Employees say the pet owners waiting in line aren’t part of the problem, and neither are the fixed cats they release back into the city.  

“Every feral cat colony starts with usually an owned, free-roaming cat. Somebody who doesn’t get their cat fixed, who then lets their cat out, cat gets pregnant cat has kittens,” Rupprecht. 

Animal Welfare leaders say more often than not it’s those kittens that end up on their doorstep, and they only have so much space in their shelters.

“I mean, it is just- you have to make those hard decisions sometimes,” said Ellis. “You can’t have overcrowding, you can’t have, you know, kittens on top of cats and cats on top of kittens.” 

Animal Welfare officials say their shelters rarely have to make those hard decisions and the problem is getting better.

“So far we’re seeing positive trends that we’re going to catch up across Animal Welfare in general, but it is going to be a couple of years before we as an entire animal welfare community get there,” said Rupprecht. 

The easiest way you can help out is by simply adopting a shelter cat, which are already spayed and neutered.

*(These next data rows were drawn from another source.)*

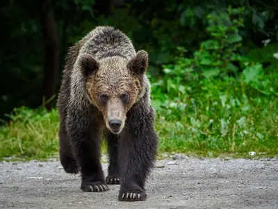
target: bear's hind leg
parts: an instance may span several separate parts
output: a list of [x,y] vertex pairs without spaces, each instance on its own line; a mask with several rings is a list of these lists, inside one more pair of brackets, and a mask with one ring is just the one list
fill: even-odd
[[106,137],[109,155],[108,175],[106,178],[106,182],[108,185],[120,184],[120,179],[118,164],[118,136],[111,132],[108,132]]
[[67,132],[63,124],[60,124],[59,130],[60,142],[60,162],[65,172],[72,174],[77,174],[79,169],[76,162],[72,155],[70,140],[67,136]]

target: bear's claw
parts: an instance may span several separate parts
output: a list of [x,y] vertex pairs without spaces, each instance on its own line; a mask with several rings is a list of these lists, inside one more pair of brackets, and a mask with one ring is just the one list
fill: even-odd
[[119,194],[119,201],[145,201],[146,199],[147,195],[145,192],[123,192]]
[[81,189],[84,192],[105,192],[108,191],[109,187],[102,182],[84,182],[82,183]]

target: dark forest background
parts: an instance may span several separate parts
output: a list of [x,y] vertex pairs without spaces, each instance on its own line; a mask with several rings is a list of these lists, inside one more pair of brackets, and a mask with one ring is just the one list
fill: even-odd
[[[197,50],[210,37],[206,31],[207,15],[225,11],[229,6],[245,8],[240,15],[244,27],[238,33],[240,55],[263,47],[263,40],[268,39],[272,40],[269,48],[277,49],[276,1],[10,0],[0,3],[2,118],[16,107],[55,106],[68,47],[98,25],[119,28],[132,39],[136,50],[147,50],[152,77],[163,75],[161,66],[174,63],[180,53],[178,47],[186,48],[184,56],[188,57]],[[253,59],[261,59],[263,65],[277,61],[258,52],[259,57]],[[238,68],[240,63],[233,65]]]

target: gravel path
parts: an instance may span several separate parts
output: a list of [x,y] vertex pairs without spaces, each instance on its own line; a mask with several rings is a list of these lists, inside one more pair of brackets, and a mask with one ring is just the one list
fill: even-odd
[[0,208],[278,208],[277,159],[175,158],[157,162],[140,202],[118,201],[120,185],[83,192],[56,160],[1,162]]

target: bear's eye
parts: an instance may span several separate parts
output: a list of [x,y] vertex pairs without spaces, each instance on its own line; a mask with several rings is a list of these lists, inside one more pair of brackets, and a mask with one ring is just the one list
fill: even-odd
[[107,102],[107,100],[108,100],[108,96],[106,94],[101,94],[99,96],[99,101],[105,104]]
[[121,100],[122,103],[126,104],[127,102],[129,102],[129,95],[124,93],[123,94],[121,95]]

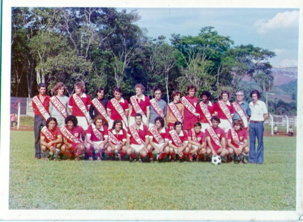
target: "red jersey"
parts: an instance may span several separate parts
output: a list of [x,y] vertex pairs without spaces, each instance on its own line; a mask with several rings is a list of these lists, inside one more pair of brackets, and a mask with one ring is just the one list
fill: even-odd
[[[238,135],[238,138],[241,143],[244,142],[245,139],[247,139],[247,131],[246,129],[241,129],[238,131],[236,131],[237,135]],[[228,131],[227,135],[228,139],[231,140],[231,144],[235,147],[238,148],[239,147],[239,145],[235,142],[235,141],[232,139],[232,137],[231,136],[231,130],[229,129]]]
[[[199,100],[198,99],[198,98],[195,96],[192,98],[191,98],[188,95],[185,96],[184,97],[189,102],[192,104],[192,105],[196,108],[197,105],[199,103]],[[195,106],[195,103],[196,104]],[[186,107],[185,105],[184,122],[186,121],[186,120],[190,119],[192,118],[195,118],[196,119],[197,116],[194,115],[191,112],[188,110]]]
[[[84,141],[84,136],[85,136],[85,131],[83,129],[83,128],[81,127],[80,126],[77,126],[74,127],[74,128],[72,130],[71,130],[68,128],[67,125],[65,126],[66,128],[67,129],[67,130],[69,131],[71,133],[78,138],[78,139],[82,140],[83,141]],[[64,135],[63,135],[63,136],[67,140],[67,142],[68,142],[69,143],[72,144],[72,145],[73,147],[75,147],[79,144],[78,143],[73,143],[68,139],[68,138],[66,138],[66,137]]]
[[[39,100],[40,99],[40,94],[39,93],[37,96],[37,97],[38,97],[38,98]],[[47,113],[49,114],[49,111],[48,110],[48,107],[49,106],[49,99],[51,97],[49,96],[48,96],[47,95],[46,95],[45,96],[45,98],[44,98],[44,100],[43,101],[43,102],[42,103],[42,105],[43,105],[43,106],[44,107],[44,108],[46,110]],[[40,112],[39,112],[39,110],[37,108],[37,106],[36,105],[36,104],[32,101],[32,105],[33,106],[33,108],[35,108],[35,111],[34,112],[35,115],[41,115],[41,114],[40,114]]]
[[[136,100],[137,101],[137,102],[138,102],[138,100],[136,95],[135,96],[135,97],[136,98]],[[134,108],[134,106],[132,103],[132,101],[131,101],[130,100],[129,101],[131,104],[131,105],[132,106],[132,113],[131,114],[131,116],[134,117],[135,115],[136,114],[136,112],[135,111],[135,109]],[[144,114],[146,114],[146,108],[149,107],[150,106],[151,102],[149,100],[149,98],[146,96],[145,96],[143,95],[143,97],[140,100],[140,101],[138,102],[138,104],[139,104],[139,106],[141,108],[141,109],[142,110],[142,111],[143,111]]]
[[[122,108],[124,111],[124,113],[125,111],[127,111],[129,109],[129,107],[128,106],[128,103],[127,102],[127,101],[126,99],[121,98],[120,101],[119,102],[119,104],[122,107]],[[116,119],[122,119],[121,116],[119,114],[117,110],[115,108],[112,103],[112,100],[108,101],[107,104],[107,109],[108,110],[110,110],[111,111],[111,116],[109,117],[111,119],[114,120]],[[127,117],[126,117],[126,118]]]
[[[145,142],[145,138],[146,137],[148,137],[148,128],[145,125],[141,124],[140,126],[140,128],[139,129],[139,131],[137,129],[137,132],[138,132],[138,134],[140,138]],[[132,133],[131,132],[130,130],[129,129],[129,127],[128,127],[128,130],[127,131],[127,135],[130,137],[130,144],[136,144],[136,145],[139,145],[139,144],[137,142],[137,141],[135,139]]]
[[[212,116],[213,114],[215,112],[215,104],[212,103],[210,101],[209,101],[208,105],[207,106],[207,109],[210,113],[211,115]],[[200,123],[208,123],[209,122],[207,119],[204,115],[204,113],[202,111],[202,110],[201,109],[201,106],[198,104],[197,105],[196,107],[196,111],[197,114],[200,114],[200,117],[199,119],[199,122]]]
[[[48,127],[47,128],[47,129],[48,130],[48,131],[49,131],[52,134],[52,135],[53,136],[55,137],[55,140],[58,138],[58,135],[61,135],[61,131],[60,131],[60,129],[58,126],[55,127],[54,128],[54,129],[52,130],[51,130]],[[51,141],[43,133],[42,131],[41,131],[41,136],[44,136],[45,138],[45,142],[47,143],[48,143]]]
[[[176,132],[177,133],[176,131]],[[178,133],[177,133],[177,134],[178,134]],[[187,138],[187,134],[186,133],[186,131],[184,130],[181,130],[181,131],[180,132],[180,134],[178,135],[178,136],[179,137],[179,138],[180,139],[180,140],[181,140],[181,142],[182,143],[188,142],[188,139]],[[174,140],[173,139],[170,133],[169,134],[168,141],[169,142],[171,142],[173,145],[176,146],[178,146],[175,142]]]
[[[198,141],[200,144],[201,144],[203,142],[205,142],[205,134],[201,131],[200,131],[200,132],[198,134],[195,132],[195,135],[196,136],[196,138],[198,140]],[[191,129],[188,130],[188,137],[190,137],[191,138],[191,140],[193,141],[192,139],[192,132]]]
[[[225,104],[225,105],[230,112],[230,114],[234,114],[234,113],[235,112],[235,108],[234,108],[232,104],[229,101],[228,101],[227,104]],[[219,118],[222,119],[227,119],[226,116],[221,109],[218,102],[217,102],[215,105],[215,111],[218,112],[218,116]]]
[[[83,93],[82,95],[81,96],[81,100],[84,104],[84,105],[86,108],[86,110],[88,111],[88,108],[90,107],[91,104],[91,98],[89,96],[88,94]],[[82,112],[82,111],[78,107],[78,106],[77,105],[74,99],[74,97],[72,95],[69,97],[68,107],[72,108],[73,109],[73,111],[72,113],[72,115],[73,115],[76,116],[85,116],[85,115]]]
[[100,139],[98,138],[96,135],[93,129],[92,126],[91,125],[88,126],[88,128],[87,128],[86,130],[86,134],[88,136],[90,137],[90,138],[93,142],[97,142],[98,141],[102,141],[104,140],[104,138],[108,137],[108,133],[107,130],[107,127],[105,125],[102,125],[101,126],[101,127],[99,129],[98,129],[96,128],[95,129],[95,130],[98,130],[98,132],[102,135],[101,136],[102,138]]
[[[161,137],[163,138],[165,140],[168,141],[168,137],[169,133],[168,129],[166,127],[163,127],[162,129],[160,131],[160,133]],[[155,137],[152,134],[151,132],[150,131],[149,131],[149,138],[152,138],[152,142],[155,143],[158,143],[158,142],[155,138]]]
[[[225,137],[225,133],[224,132],[224,131],[218,126],[216,129],[212,127],[212,127],[212,128],[215,131],[215,132],[217,134],[217,135],[218,136],[218,137],[219,138],[219,140],[221,143],[222,138]],[[211,143],[211,145],[212,146],[213,148],[214,148],[214,149],[215,150],[217,150],[220,149],[220,147],[216,144],[215,142],[212,139],[211,137],[209,135],[209,133],[208,132],[208,130],[207,128],[205,130],[205,135],[206,137],[209,136],[210,138]]]
[[[126,131],[124,129],[120,130],[120,131],[118,133],[118,135],[115,129],[113,129],[112,128],[108,130],[108,131],[112,134],[118,140],[122,142],[126,141]],[[113,140],[111,140],[110,137],[108,137],[108,141],[110,141],[114,145],[118,145],[116,144],[116,143],[114,142]]]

If that doesn’t work for you, Animal Welfare is always looking for temporary foster homes. They say that frees up room to help treat injured or sick cats, and you’re not obligated to keep the cat.

Street Cat Hub is also encouraging people to give them a call if they see feral cats. Their crews will grab them and fix them.

Both organizations say if you come across a litter of newborn kittens, let their momma take care of them until they’re about seven weeks old then give either of them a call.